Since Rajoub took over, the federation’s annual budget has swelled from $870,000 in 2008 to more than $6 million in 2010, said finance manager Jihad Qura. It once had three full-time employees. Now it has 30.

Rajoub said the development is thanks to the Palestinian Authority, the federation’s main funder, which decided in 2008 to invest in sports.

Since then, five new stadiums have been built and refurbished throughout the West Bank. The most recent was inaugurated in the southern town of Dura on June 12 with a friendly between the Palestinian and Italian Olympic teams. Thousands watched.

In March, the Palestinian Olympic team played its first home game in the West Bank city of Ram, just outside Jerusalem. The Palestinians lost in a shootout to Thailand, but advanced to Sunday’s qualifying round because Thailand fielded an ineligible player.

The national team played its first home game in the same stadium in 2008, with FIFA President Sepp Blatter in the stands. They previously played “home” games in Jordan or Qatar.
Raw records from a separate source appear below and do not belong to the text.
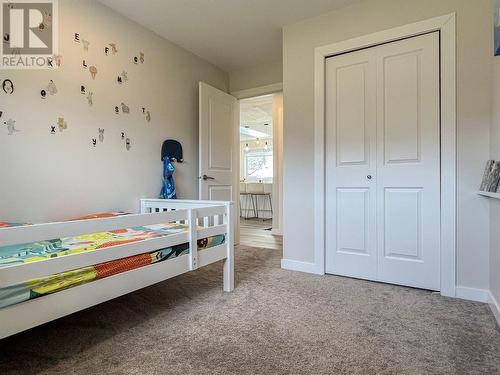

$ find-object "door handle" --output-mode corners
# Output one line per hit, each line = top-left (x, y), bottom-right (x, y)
(201, 174), (215, 181)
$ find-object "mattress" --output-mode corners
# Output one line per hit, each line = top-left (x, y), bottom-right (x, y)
(0, 215), (225, 309)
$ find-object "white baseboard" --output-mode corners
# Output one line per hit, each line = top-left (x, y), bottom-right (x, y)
(281, 258), (321, 274)
(489, 291), (500, 327)
(455, 286), (490, 303)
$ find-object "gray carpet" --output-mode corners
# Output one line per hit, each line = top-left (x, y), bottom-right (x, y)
(0, 246), (499, 375)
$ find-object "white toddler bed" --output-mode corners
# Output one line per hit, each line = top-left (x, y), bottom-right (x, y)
(0, 199), (234, 339)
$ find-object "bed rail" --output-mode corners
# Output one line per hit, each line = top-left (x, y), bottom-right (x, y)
(140, 199), (234, 291)
(0, 199), (234, 339)
(0, 200), (234, 291)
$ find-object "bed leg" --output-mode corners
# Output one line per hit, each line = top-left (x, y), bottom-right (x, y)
(223, 252), (234, 292)
(223, 202), (234, 292)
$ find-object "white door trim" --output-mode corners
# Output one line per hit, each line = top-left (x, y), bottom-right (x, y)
(313, 13), (456, 297)
(231, 83), (283, 100)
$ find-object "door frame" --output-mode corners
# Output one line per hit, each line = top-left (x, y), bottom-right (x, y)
(231, 84), (284, 237)
(313, 13), (456, 297)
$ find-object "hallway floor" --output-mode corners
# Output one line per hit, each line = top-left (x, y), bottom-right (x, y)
(240, 218), (282, 250)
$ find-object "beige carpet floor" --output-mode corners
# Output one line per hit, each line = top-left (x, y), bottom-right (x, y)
(0, 246), (499, 374)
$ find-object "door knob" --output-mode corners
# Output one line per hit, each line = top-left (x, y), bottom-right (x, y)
(367, 175), (372, 180)
(201, 174), (215, 181)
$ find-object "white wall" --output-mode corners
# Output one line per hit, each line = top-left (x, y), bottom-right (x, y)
(282, 0), (492, 290)
(229, 60), (282, 93)
(0, 0), (228, 223)
(491, 58), (500, 307)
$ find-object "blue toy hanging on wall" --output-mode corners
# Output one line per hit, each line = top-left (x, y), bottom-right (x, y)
(159, 158), (177, 199)
(159, 139), (183, 199)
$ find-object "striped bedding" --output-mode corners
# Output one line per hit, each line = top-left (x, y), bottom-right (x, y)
(0, 214), (225, 309)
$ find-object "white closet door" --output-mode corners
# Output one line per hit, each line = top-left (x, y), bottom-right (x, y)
(325, 32), (440, 290)
(325, 48), (377, 279)
(376, 33), (440, 290)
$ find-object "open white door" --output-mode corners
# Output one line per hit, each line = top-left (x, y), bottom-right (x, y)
(199, 82), (239, 242)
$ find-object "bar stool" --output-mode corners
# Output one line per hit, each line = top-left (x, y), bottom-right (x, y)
(246, 183), (273, 221)
(240, 182), (257, 219)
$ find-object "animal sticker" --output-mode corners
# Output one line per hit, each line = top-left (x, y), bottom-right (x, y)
(142, 107), (151, 123)
(3, 119), (19, 135)
(51, 54), (63, 67)
(58, 117), (67, 132)
(87, 91), (93, 106)
(82, 39), (90, 51)
(121, 102), (130, 114)
(47, 80), (57, 95)
(89, 66), (97, 79)
(41, 80), (57, 99)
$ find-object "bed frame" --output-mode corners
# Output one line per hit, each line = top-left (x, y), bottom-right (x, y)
(0, 199), (234, 339)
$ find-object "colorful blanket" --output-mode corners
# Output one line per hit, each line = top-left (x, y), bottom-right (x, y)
(0, 214), (225, 309)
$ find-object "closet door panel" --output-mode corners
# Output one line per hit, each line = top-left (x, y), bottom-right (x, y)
(376, 32), (440, 290)
(325, 49), (377, 280)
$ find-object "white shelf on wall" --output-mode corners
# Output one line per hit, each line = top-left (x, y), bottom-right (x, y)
(477, 191), (500, 200)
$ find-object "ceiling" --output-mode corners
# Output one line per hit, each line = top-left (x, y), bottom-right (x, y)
(98, 0), (360, 72)
(240, 95), (273, 141)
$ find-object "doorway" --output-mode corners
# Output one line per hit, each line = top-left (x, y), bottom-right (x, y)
(239, 93), (283, 250)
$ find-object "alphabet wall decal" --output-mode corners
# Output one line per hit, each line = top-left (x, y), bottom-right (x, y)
(2, 79), (14, 94)
(98, 128), (104, 142)
(117, 71), (128, 84)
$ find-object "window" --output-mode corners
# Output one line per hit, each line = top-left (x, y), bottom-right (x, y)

In May, Blatter returned for the Palestinians’ first international club tournament, scheduled around the commemoration of Israel’s founding — which Palestinians call “the catastrophe.” Sixteen teams from Senegal, Hungary, Jordan and elsewhere participated.

Blatter promised to help Palestinian players and coaches with their most common complaint: Israeli travel restrictions. International Olympic Committee President Jacques Rogge is also working with both sides to improve the travel situation.

Palestinian athletes need Israeli permits for most travel, either to cross Israel from Gaza or to enter or leave the West Bank — a hurdle that has often kept players from key matches.

In 2007, FIFA forced the Palestinians to forfeit a World Cup qualifier to Singapore because they failed to field a full team after Israel denied permits to 18 players and officials from Gaza.

Rajoub said the restrictions persist.

“To this moment, no is the rule, yes is the exception,” he said.

But a number of players said the situation has improved from when it was common for players to get stranded abroad for months or stuck in Gaza with no way out.

Efraim Zinger, head of the Israel Olympic Committee, said he has tried to facilitate movement for Palestinian athletes, and military spokesman Guy Inbar said Israeli authorities decided in late 2010 to ease restrictions on athletes as a “gesture” to the Palestinian Authority.

“As a policy, Israel is allowing soccer players from Gaza to play in the West Bank in the internal league, and also to play for the Palestinian national team and go abroad for official games,” he said. Still, he added, “security issues” sometimes prevent travel.

Player Hossam Wadi, 25, hasn’t left the West Bank for his native Gaza since 2008, he said — even when he got engaged last year. He said he worries Israel won’t let him leave Gaza again, jeopardizing his team’s prospects.

“It’s a chance to play in the World Cup,” he said of his team’s first-leg match against Afghanistan to be played in Tajikistan on June 29. “We have to make sacrifices.”

The match is considered a home game for Afghanistan, which must play in a neutral location because of its own security issues. On July 3, the eagerly awaited second leg is set to take place in the West Bank — if Israel permits the Afghan athletes to enter.

The Palestinian team remains a long-shot to make it all the way to Brazil. Ranked No. 171 in the world by FIFA last month, the Palestinians would need to make it through a second preliminary round to even be included among the 20 Asian teams which get entered into the main draw for World Cup qualifying on July 30. When all qualifying rounds are over in 2013, four Asian teams will earn direct spots to the World Cup in Brazil, while a fifth advances to a playoff against a team from another continent.

Many see sport aiding the cause, even if the Palestinians don’t win.

“Palestinians can’t just be known as militants or for throwing rocks and burning tires or for shooting at Israelis,” said the federation’s technical director, Mazin Khatib. “We have to struggle too in sports to prove that we deserve to be an independent, sovereign state — that we love life and that we love to play soccer.”